Posted in 2016, Across the Country Friday, 09 December 2016

International Human Rights Day: Let's give our youth the human rights they deserve.

By Anne-Lise Vray, Communications Associate

Human Rights are defined by the Office of the United Nations High Commissioner for Human Rights (OHCHR) as “rights inherent to all human beings, whatever our nationality, place of residence, sex, national or ethnic origin, color, religion, language, or any other status.” Such rights are protected by the law, including international treaties like the Convention on the Rights of the Child, which the US has signed in 1995 but failed to ratify since then.

During his 2008 campaign, President Obama described the failure to ratify the Convention as "embarrassing" and promised to review this and other treaties in order to “ensure that the United States resumes its global leadership in Human Rights.” Eight years later, the United States sadly remains the only country in the world that has not ratified the treaty.

Yet the CRC provides essential protections for children that we should not have to still be fighting for in 2016. For example, on the question of youth in the adult criminal justice system, the treaty says that “every child deprived of liberty shall be separated from adults.” Young Americans should not be the only ones to be denied essential rights that all the other nations across the globe have agreed upon. Yet each year in the US, 200,000 youth are put into the adult criminal justice system and 95,000 are held in adult jails and prisons. In 22 states and the District of Columbia, children as young as 7 can be prosecuted as adults.
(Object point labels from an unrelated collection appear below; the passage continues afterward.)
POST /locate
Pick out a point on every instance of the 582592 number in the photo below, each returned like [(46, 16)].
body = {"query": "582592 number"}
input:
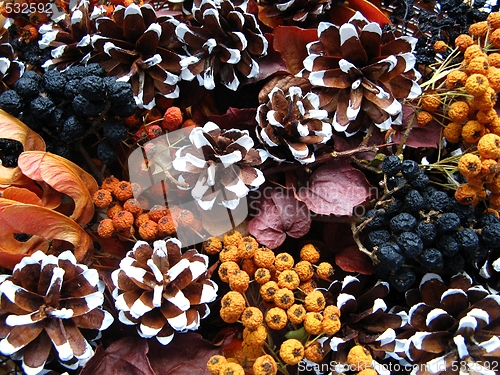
[(27, 7)]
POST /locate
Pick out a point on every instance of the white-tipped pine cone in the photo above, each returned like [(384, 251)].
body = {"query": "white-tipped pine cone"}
[(291, 125), (455, 325), (44, 305), (218, 166), (222, 41), (361, 73), (162, 290)]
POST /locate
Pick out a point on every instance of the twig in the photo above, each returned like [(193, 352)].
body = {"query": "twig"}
[(324, 158)]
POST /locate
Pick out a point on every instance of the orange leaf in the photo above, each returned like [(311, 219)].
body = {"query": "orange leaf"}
[(31, 219), (22, 195), (12, 128), (65, 177)]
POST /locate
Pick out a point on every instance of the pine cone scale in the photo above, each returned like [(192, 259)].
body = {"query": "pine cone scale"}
[(36, 352)]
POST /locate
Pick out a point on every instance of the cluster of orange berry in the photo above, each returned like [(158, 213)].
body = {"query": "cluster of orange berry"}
[(270, 292), (467, 103), (150, 124), (128, 214)]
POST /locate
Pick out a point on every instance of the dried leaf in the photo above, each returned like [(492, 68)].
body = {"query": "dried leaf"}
[(291, 42), (350, 259), (12, 128), (245, 118), (41, 222), (280, 214), (271, 63), (125, 356), (335, 188), (188, 353), (65, 177), (22, 195)]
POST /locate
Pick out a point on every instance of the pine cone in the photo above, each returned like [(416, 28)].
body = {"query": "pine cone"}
[(361, 73), (292, 126), (222, 43), (162, 290), (456, 326), (219, 165), (138, 46), (44, 305), (490, 270), (296, 10), (11, 69), (364, 317), (69, 38)]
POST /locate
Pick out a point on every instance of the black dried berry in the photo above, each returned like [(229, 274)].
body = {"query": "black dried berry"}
[(447, 222), (432, 259), (403, 222), (42, 107), (390, 255), (448, 245), (427, 232), (53, 81), (403, 279), (391, 165), (92, 88), (11, 102)]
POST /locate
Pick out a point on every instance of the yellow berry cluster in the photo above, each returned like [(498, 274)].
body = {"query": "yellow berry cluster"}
[(272, 292), (129, 217), (467, 105)]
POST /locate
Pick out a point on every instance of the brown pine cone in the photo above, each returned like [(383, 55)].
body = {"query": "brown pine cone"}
[(361, 74), (456, 326), (365, 319), (296, 10), (219, 165), (292, 126), (45, 304), (69, 38), (162, 290), (222, 43), (139, 46)]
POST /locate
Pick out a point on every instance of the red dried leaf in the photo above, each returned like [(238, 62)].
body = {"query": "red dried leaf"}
[(43, 224), (291, 42), (279, 214), (188, 353), (125, 356), (350, 259), (65, 177), (426, 137), (245, 118), (12, 128), (335, 189)]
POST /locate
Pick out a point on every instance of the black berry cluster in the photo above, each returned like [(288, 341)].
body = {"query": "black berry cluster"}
[(80, 106), (431, 21), (416, 228)]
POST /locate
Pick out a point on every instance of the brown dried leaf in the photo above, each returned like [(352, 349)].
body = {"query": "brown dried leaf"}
[(65, 177), (335, 188), (125, 356), (188, 353)]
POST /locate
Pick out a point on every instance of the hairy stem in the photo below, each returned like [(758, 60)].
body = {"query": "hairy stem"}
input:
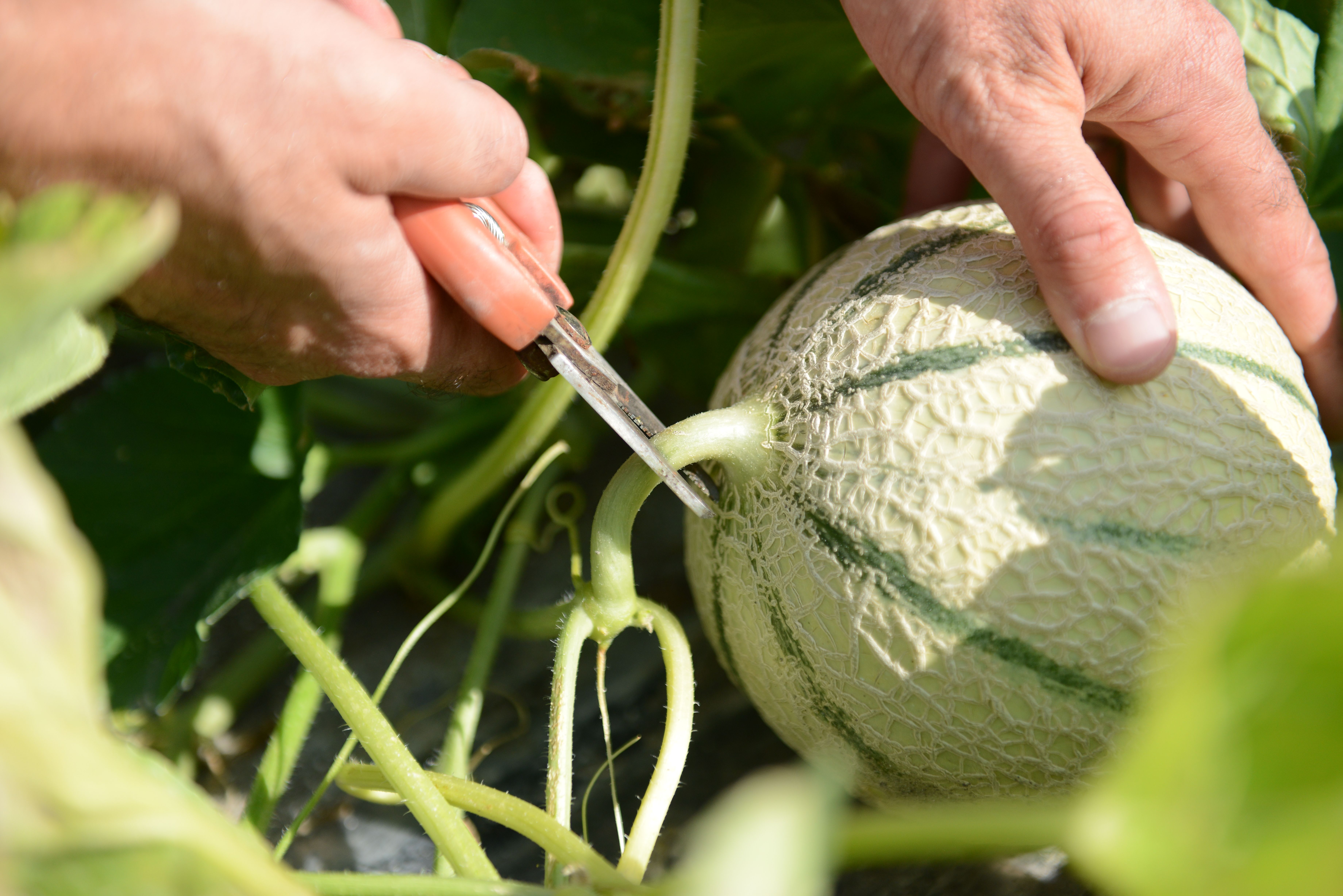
[(456, 758), (442, 825), (418, 632), (335, 555), (559, 781), (511, 812), (927, 832), (676, 739), (467, 715), (610, 757), (674, 104), (353, 885), (734, 436)]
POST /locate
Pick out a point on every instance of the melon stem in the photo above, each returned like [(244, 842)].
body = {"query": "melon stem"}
[(738, 440), (735, 437)]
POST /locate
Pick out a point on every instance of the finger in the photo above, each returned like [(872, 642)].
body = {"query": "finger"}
[(937, 178), (1250, 207), (530, 202), (405, 318), (375, 14), (433, 134), (1165, 206), (451, 66), (1095, 273), (463, 357)]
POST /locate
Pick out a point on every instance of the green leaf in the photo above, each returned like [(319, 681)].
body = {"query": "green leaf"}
[(1330, 74), (197, 363), (773, 835), (809, 44), (66, 351), (1231, 782), (65, 252), (586, 40), (1280, 65), (160, 479)]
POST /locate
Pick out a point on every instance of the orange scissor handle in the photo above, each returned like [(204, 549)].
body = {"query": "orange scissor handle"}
[(503, 285)]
Today is International Human Rights Day, a perfect occasion to remember that the US still lags behind on many human rights issues, one of which is children rights. In order to “resume its global leadership in Human Rights ” – or at least meet what seem like basic human rights standards – the country must end the practice of jailing children with adults and transferring children to adult court, and make it official to the rest of the world.